The basic diagnosis is examination of a stool sample to find the parasite eggs. However, there is a serious limitation as to the identification of the species because the eggs of all human taenids look the same. Even with the proglottids it is extremely difficult to identify T. asiatica from other taenids because of their striking resemblances. The species and T. saginata are frequently confused due to their morphological similarities and sympatric distribution. Identification often requires histological observation of the uterine branches and PCR detection of ribosomal 5.8S gene. The presence of rostellum on the scolex, a large number of uterine branches (more than 57) and prominent posterior protuberances in gravid proglottids, and wart-like formation on the surface of the larvae are the distinguishing structures.

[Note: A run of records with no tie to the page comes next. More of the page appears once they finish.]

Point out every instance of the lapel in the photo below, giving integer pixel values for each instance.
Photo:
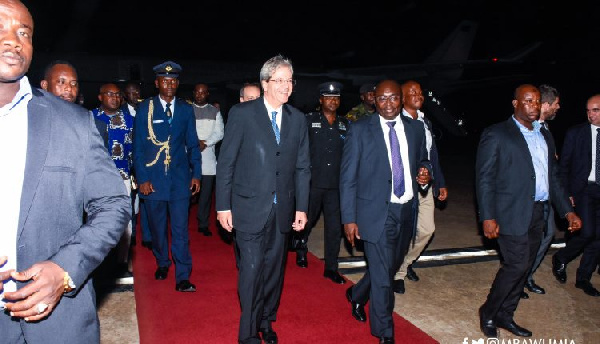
(39, 125)
(262, 118)
(587, 145)
(284, 132)
(376, 132)
(514, 131)
(409, 132)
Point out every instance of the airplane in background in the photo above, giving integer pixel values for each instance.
(440, 74)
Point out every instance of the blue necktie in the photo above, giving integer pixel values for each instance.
(397, 166)
(274, 124)
(277, 137)
(169, 113)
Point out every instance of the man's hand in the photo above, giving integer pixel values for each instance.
(146, 188)
(195, 186)
(423, 177)
(37, 299)
(202, 144)
(491, 229)
(574, 222)
(226, 220)
(351, 231)
(4, 275)
(443, 194)
(299, 221)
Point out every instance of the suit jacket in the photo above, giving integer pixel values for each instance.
(366, 175)
(505, 178)
(67, 172)
(576, 159)
(186, 161)
(252, 167)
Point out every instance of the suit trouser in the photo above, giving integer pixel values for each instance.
(588, 238)
(205, 200)
(518, 254)
(144, 225)
(384, 257)
(125, 241)
(547, 237)
(177, 210)
(260, 277)
(425, 229)
(329, 201)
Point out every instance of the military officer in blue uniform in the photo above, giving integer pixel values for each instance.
(168, 168)
(327, 132)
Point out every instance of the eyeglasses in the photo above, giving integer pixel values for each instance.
(383, 99)
(283, 81)
(112, 94)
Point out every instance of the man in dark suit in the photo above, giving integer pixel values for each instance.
(57, 167)
(384, 163)
(263, 176)
(580, 171)
(168, 165)
(516, 180)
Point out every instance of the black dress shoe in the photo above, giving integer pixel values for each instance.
(334, 276)
(515, 329)
(534, 288)
(488, 326)
(161, 273)
(358, 310)
(185, 286)
(559, 270)
(204, 231)
(301, 260)
(269, 336)
(587, 288)
(411, 274)
(398, 286)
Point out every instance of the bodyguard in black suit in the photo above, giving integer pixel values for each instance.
(384, 163)
(516, 179)
(263, 176)
(580, 172)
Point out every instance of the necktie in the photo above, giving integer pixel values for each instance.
(598, 156)
(277, 137)
(397, 166)
(274, 124)
(169, 113)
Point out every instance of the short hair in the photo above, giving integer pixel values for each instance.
(54, 63)
(248, 84)
(269, 68)
(548, 94)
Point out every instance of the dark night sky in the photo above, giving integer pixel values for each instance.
(336, 34)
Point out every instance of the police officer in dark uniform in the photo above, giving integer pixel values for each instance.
(327, 132)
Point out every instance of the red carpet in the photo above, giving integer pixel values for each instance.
(312, 310)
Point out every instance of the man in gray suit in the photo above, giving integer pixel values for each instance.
(263, 176)
(384, 165)
(58, 167)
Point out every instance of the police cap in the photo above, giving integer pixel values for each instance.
(330, 89)
(168, 68)
(369, 87)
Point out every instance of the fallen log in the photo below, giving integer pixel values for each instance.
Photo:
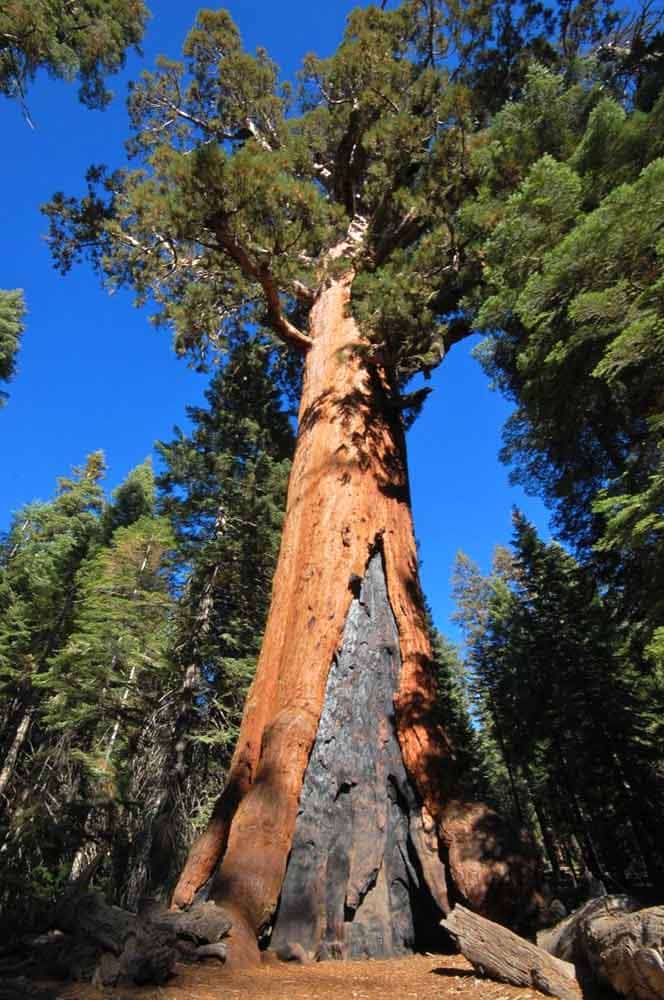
(612, 942)
(499, 954)
(93, 941)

To date the most relevant diagnosis of taeniasis due to T. asiatica is by enzyme-linked immunoelectrotransfer blot (EITB). EITB can effectively identify it from other taenid infections since serological test indicates that immunoblot band of 21.5 kDa exhibited specificity only to T. asiatica. Even though it gives 100% sensitivity, it has not been tested with human sera for cross-reactivity, and it may show a high false positive result. Loop-mediated isothermal amplification (LAMP) is highly sensitive (~2.5 times that of multiplex PCR), without false positive, for differentiating the taenid species from faecal samples.

==Treatment==

Niclosamide (2 mg) is very effective against experimental infection in human. In general cestode infections are treated with praziquantel and albendazole. Atrabine is quite effective but indicates adverse effects in humans. The commonly used drugs for tapeworms, benzimidazoles are relatively ineffective. Praziquantel at a single dose of 150 mg is the most effective medication against T. asiatica without causing side effects.